Thursday, March 15, 2018

Slave mentality

Ultimate source unknown
"Who would not recognize that Christ's eating and sleeping, his sadness and his shedding of tears of love are marks of the nature of a slave?" (trans. Liturgy of the hours)

"Who does not see that his taking of food, his rest in 'sleep,' his anxiety in 'sorrow,' and his 'tears' of compassion made his 'form' that 'of a servant'?" (trans. Freeland & Conway, FC 93 (1996), 289)

"Quis perceptionem cibi, requietionem somni, sollicitudinem maestitudinis, lacrimas pietas, non uideat formae fuisse servilis?"

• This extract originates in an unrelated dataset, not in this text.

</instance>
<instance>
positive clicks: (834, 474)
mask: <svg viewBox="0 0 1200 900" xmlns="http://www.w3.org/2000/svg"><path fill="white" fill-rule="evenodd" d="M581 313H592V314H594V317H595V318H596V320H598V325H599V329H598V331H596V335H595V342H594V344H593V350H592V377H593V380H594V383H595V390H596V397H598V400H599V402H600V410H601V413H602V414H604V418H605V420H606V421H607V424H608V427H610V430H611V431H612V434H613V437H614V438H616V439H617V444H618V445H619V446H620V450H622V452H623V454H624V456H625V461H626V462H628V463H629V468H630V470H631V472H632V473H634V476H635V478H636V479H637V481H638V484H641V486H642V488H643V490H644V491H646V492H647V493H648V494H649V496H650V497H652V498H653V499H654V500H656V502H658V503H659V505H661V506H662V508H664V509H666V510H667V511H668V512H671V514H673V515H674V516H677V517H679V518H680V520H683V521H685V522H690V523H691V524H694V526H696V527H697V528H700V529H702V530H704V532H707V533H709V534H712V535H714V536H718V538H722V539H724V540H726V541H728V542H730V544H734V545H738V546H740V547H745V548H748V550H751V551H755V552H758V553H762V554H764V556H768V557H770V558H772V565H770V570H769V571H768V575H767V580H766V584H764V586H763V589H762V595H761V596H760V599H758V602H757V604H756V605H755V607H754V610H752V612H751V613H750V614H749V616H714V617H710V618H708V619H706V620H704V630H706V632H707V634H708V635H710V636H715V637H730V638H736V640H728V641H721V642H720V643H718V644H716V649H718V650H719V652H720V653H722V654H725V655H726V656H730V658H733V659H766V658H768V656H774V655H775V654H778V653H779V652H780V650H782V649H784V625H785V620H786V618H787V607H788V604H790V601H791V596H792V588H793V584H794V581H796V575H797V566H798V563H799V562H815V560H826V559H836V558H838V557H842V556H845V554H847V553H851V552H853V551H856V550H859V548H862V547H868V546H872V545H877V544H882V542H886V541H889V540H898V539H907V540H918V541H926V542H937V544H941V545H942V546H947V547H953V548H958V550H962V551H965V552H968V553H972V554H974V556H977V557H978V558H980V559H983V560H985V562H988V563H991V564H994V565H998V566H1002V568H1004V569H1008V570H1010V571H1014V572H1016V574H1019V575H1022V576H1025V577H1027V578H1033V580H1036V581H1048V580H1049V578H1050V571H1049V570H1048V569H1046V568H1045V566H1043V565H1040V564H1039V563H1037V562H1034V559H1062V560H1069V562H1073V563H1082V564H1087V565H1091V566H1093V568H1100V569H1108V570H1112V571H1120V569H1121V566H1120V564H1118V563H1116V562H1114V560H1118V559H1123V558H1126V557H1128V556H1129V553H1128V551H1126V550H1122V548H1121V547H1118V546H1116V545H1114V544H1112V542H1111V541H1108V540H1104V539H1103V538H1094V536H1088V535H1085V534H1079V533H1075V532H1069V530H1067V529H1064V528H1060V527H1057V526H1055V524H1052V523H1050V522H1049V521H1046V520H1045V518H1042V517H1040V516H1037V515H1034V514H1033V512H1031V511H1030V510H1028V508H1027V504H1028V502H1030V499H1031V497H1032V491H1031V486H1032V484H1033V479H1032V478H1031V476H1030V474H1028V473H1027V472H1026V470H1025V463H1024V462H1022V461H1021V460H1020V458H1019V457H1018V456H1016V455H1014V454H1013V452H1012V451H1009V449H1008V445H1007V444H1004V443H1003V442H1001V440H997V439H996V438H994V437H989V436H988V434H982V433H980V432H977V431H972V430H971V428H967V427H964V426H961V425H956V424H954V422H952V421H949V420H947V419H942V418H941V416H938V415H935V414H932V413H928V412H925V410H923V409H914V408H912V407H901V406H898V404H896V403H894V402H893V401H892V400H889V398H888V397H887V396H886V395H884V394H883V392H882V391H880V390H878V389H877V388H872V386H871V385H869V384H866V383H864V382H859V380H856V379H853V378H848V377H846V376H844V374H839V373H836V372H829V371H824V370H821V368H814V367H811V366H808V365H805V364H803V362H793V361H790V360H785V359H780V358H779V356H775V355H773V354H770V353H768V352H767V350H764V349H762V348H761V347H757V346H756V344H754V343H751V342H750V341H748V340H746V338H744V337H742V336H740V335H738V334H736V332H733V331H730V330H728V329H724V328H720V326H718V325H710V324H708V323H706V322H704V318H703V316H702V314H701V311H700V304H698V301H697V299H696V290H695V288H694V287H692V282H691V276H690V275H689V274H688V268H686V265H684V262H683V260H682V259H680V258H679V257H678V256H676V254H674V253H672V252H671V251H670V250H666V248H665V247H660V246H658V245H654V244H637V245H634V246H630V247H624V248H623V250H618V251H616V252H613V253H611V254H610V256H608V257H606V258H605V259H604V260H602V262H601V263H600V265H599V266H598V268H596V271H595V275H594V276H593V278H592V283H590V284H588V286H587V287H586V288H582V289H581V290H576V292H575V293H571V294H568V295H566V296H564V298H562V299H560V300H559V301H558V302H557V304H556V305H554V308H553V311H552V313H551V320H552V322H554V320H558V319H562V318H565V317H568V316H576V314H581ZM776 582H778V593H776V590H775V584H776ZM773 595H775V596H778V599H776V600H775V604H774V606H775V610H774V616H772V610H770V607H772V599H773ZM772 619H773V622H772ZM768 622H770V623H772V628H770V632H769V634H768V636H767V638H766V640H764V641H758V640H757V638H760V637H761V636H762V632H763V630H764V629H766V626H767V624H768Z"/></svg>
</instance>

     St. Leo the Great, Sermo 66.4 =Sermo 15.4 De passione Domini.  SC 200 =CCSL 138A, p. 404 =PL 54, col. 367B.  Cf. Grelot on Jesus in the face of death.

Monday, March 12, 2018

"the source of distraction is attention itself"

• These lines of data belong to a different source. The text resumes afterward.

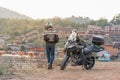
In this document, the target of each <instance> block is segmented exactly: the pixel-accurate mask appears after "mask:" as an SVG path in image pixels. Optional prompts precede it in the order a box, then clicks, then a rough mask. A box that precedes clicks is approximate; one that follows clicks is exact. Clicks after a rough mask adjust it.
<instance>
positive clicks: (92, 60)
mask: <svg viewBox="0 0 120 80" xmlns="http://www.w3.org/2000/svg"><path fill="white" fill-rule="evenodd" d="M94 65H95V58H94V57H93V56H91V57H90V58H88V59H87V62H86V64H84V68H85V69H86V70H91V69H92V68H93V66H94Z"/></svg>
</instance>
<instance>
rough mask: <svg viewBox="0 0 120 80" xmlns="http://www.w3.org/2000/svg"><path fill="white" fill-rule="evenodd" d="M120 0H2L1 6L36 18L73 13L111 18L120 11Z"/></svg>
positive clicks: (95, 18) (96, 18)
mask: <svg viewBox="0 0 120 80" xmlns="http://www.w3.org/2000/svg"><path fill="white" fill-rule="evenodd" d="M119 3H120V0H0V6H1V7H5V8H8V9H11V10H14V11H16V12H19V13H21V14H25V15H27V16H30V17H32V18H34V19H37V18H52V17H54V16H59V17H69V16H72V15H75V16H83V17H90V18H92V19H98V18H100V17H105V18H107V19H111V18H112V17H113V16H114V15H116V14H118V13H120V5H119Z"/></svg>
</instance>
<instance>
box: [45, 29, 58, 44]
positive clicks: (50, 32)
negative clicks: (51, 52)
mask: <svg viewBox="0 0 120 80" xmlns="http://www.w3.org/2000/svg"><path fill="white" fill-rule="evenodd" d="M44 41H45V42H46V46H55V44H56V43H57V42H58V41H59V37H58V35H57V33H56V32H55V31H46V32H45V35H44Z"/></svg>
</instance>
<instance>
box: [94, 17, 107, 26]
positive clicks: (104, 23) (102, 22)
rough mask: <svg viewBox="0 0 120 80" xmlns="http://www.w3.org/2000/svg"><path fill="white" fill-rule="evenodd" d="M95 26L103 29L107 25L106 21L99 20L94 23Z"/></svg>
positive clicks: (105, 19)
mask: <svg viewBox="0 0 120 80" xmlns="http://www.w3.org/2000/svg"><path fill="white" fill-rule="evenodd" d="M96 25H97V26H101V27H102V28H104V27H105V26H107V25H108V20H107V19H105V18H100V19H99V20H97V21H96Z"/></svg>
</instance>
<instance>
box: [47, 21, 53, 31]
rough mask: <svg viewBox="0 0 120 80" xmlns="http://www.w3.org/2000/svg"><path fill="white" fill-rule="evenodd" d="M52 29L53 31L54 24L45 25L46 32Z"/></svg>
mask: <svg viewBox="0 0 120 80" xmlns="http://www.w3.org/2000/svg"><path fill="white" fill-rule="evenodd" d="M52 29H53V26H52V23H50V22H48V23H47V24H46V25H45V30H52Z"/></svg>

          Marno, Death be not proud:  the art of holy attention (Chicago:  The University of Chicago Press, 2016), 138, on St. Augustine in the Confessions.

Sunday, March 11, 2018

These public spectacles of the ultimate remedy

Master of the Brussels Initials, 1389/1410 (Getty)
The[se] public exhibitions [(munera)] of the ever-during remedy, O Lord, we offer rejoicing, humbly entreating that you bring to perfection what [(eadem, referring back to munera)] we both faithfully worship and fittingly exhibit [(exhibere)] for the salvation of the world.

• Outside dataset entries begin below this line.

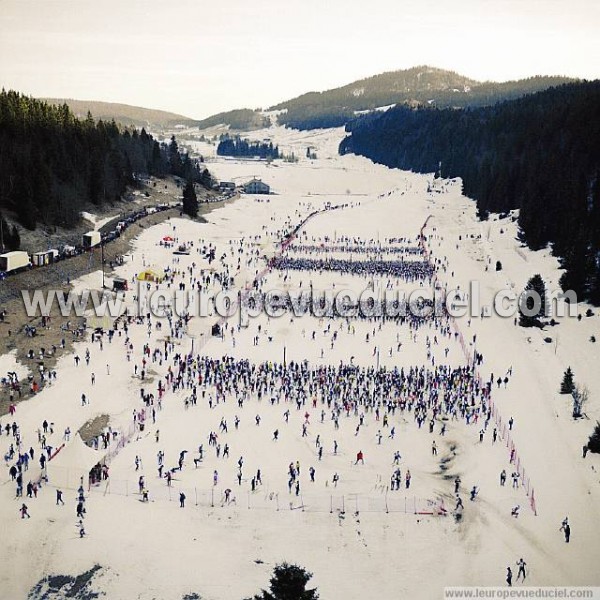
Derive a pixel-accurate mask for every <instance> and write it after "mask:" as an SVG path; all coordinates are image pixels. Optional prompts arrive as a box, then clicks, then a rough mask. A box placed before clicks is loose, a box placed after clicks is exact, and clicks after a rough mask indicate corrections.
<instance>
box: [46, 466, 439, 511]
mask: <svg viewBox="0 0 600 600" xmlns="http://www.w3.org/2000/svg"><path fill="white" fill-rule="evenodd" d="M47 478H48V481H47V483H46V485H48V486H50V487H53V488H59V489H61V490H63V491H65V490H72V491H73V492H75V491H76V490H77V489H78V488H79V486H80V485H83V486H84V489H85V488H87V493H88V494H89V496H90V497H91V498H93V497H95V496H124V497H131V498H133V499H136V500H139V501H140V502H141V501H142V493H141V489H140V482H139V481H135V480H128V479H115V478H114V477H108V478H107V479H102V480H101V481H98V482H95V483H93V484H89V485H88V473H87V471H84V470H79V469H71V468H66V467H58V466H51V465H49V467H48V470H47ZM142 487H143V488H146V489H148V500H149V502H176V503H179V501H180V494H181V493H182V492H183V493H184V495H185V505H186V506H197V507H201V508H227V507H232V508H233V507H235V508H238V509H245V510H274V511H296V510H299V511H301V512H320V513H325V512H329V513H346V512H351V513H357V512H368V513H404V514H412V515H423V516H425V515H430V516H446V515H447V514H448V511H447V509H446V507H445V504H444V500H443V498H435V499H430V498H421V497H418V496H408V495H403V494H402V493H400V492H393V491H389V490H387V491H382V492H381V493H379V494H342V493H339V492H337V490H336V491H333V492H324V493H321V494H318V493H314V492H311V493H308V494H304V493H299V494H298V495H296V494H295V493H294V492H292V493H289V494H288V493H280V492H277V491H271V490H269V489H265V488H264V487H263V486H258V488H257V489H256V491H254V492H251V491H247V490H245V489H242V488H239V487H236V486H233V487H232V488H225V487H223V486H222V485H216V486H213V487H211V488H200V487H197V486H192V485H189V484H188V485H181V484H180V482H179V481H177V480H176V479H173V480H172V482H171V485H167V483H166V482H165V481H163V480H160V481H159V480H153V481H147V479H146V477H145V476H144V482H143V483H142ZM226 489H228V490H229V494H228V495H226V493H225V490H226Z"/></svg>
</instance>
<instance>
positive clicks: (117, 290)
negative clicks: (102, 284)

"Remedii sempiterni munera, Domine, laetantes offerimus, suppliciter exorantes, ut eadem nos et fideliter venerari, et pro salute mundi congruenter exhibere perficias."

     Prayer over the Offerings, Fourth Sunday of Lent, Roman missal.  The 2010 translation makes no attempt to render "ut . . . .perficias", or to incorporate the (in the light of “exhibere”) spectacularly gladiatorial sense of “munera” (Father Z misses this, too, but the gladiatorial shows were "gifts" (munera) of the magistrates to the people, a sort of municipal expectation, a form of public munificence).  It also butchers the parallel structure set up by the "et fideliter venerari . . . et . . . congruenter exhibere":
We place before you with joy these offerings, which bring eternal remedy, O Lord, praying that we may both faithfully revere them and present them to you, as is fitting, for the salvation of the world.
From the early 8th-century Gelasian sacramentary at least (Bruylants no. 68).  The pre-2010 excuse for a "translation"  was
Lord, we offer you these gifts which bring us peace and joy.  Increase our reverence by this eucharist, and bring salvation to the world.
In the Gelasian sacramentary this came out as
Remedii sempiterni munera, Domine, laetantes offerimus, suppliciter exorantes, ut eadem nos et digne venerari, et pro salvandis congruenter exhibere perficias.
I.e. "worthily" rather than "faithfully", and "for those who are to be saved" rather than "for the salvation of the world".